Duration: 9 months
This study aims to investigate and model the dynamic behavior of ball bearing cages used in space mechanisms, with the objective of reducing microvibrations at their source. Microvibrations are a critical concern for high-precision payloads, and a port of these disturbances originate from internal dynamic forces within the bearing. Building upon the Butterfly cage concept, originally developed to prevent cage instability by design, this project will explore how such design, and any others, can be further evolved to eliminate unstable regimes but also to expand the domain of stable operation. More particularly, the innovation of this study lies primarily in the discovery and characterization of a “jostled” state, which opens new perspectives for controlling microvibrations at their root cause across all bearing designs, including but not limited to the Butterfly cage.

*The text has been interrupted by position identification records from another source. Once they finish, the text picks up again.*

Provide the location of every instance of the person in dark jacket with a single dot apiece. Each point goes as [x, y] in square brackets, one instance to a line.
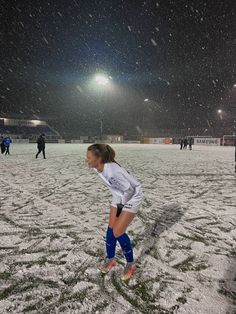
[2, 144]
[7, 142]
[41, 145]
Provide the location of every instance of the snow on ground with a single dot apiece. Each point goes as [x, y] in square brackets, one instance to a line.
[54, 215]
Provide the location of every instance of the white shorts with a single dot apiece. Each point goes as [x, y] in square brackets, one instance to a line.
[117, 200]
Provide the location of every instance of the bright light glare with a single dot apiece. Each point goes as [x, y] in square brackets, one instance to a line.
[101, 79]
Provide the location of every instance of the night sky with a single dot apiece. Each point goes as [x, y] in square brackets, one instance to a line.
[181, 55]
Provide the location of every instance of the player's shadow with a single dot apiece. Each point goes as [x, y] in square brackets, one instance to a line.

The study will classify cage motion into three regimes, stable, jostled, and unstable, based on physical indicators such as cage center motion, ball/cage interaction forces, and the resulting force spectrum. The goal in the next phases will be to identify design improvements that reduce the probability of instability, minimize jostling behavior, and increase the stable regime, thereby reducing internal force fluctuations and the microvibrations they produce.
By addressing the problem at the component level, this study supports the development of intrinsically low-disturbance bearing technologies. The findings are expected to inform future bearing designs for space applications and provide a basis for their implementation in missions requiring high precision and stability.